Jordan_Bean_883
Feb 17, 2009Nimbostratus
NAT not working, possible ARP issues
We have a pair of older 4U Big IP's running BIG-IP Kernel 4.2PTF-10 Build95 in active/passive mode. We used these previously with no issues with one interface as an external interface and the other as an internal interface. Failover, etc. worked fine.
Now, we have both setup in single arm mode, each homed to a different Cisco switch (we call them CORE1 and CORE2). We have Etherchannel setup and the 200 Mbps link is a trunk. All connectivity seems to be working fine.
We recently added a second IP address to a server that's being load balanced. We setup a NAT translation. It will work for about 5-10 minute and then we get timeouts/destination host unreachables. From the ARP table in the switches, we see that the Big IP is responding to the ping requests. If we SSH into the Big IP and run a ping test, we get a "host down", even though other hosts on the same subnet can ping the IP. An "arp -a" shows the IP address with "(incomplete)" listed. If we swap the primary/secondary IP on the server (so traffic is generated from the new IP), then things start working.

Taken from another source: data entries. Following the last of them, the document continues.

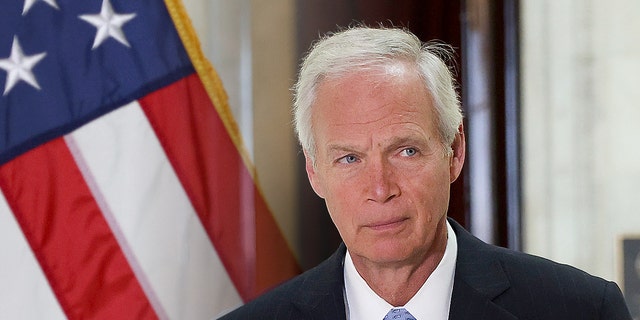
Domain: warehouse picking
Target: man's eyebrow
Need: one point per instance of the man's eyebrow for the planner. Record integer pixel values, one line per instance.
(338, 148)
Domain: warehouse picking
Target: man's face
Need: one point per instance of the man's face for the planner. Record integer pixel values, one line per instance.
(381, 166)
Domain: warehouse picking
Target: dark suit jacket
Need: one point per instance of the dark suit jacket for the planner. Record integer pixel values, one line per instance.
(490, 283)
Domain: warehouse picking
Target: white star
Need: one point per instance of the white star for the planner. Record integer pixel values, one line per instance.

What is unique with this setup is that the servers having issues are blade servers. They are connected to a switch in the chassis that is then dual homed into the same 2 routers at the Big IP's running STP.
As I write this, the passive LB is showing the node's ICMP as being down while the primary shows the node as up.
I definitely think this is an ARP problem, but not sure what to do.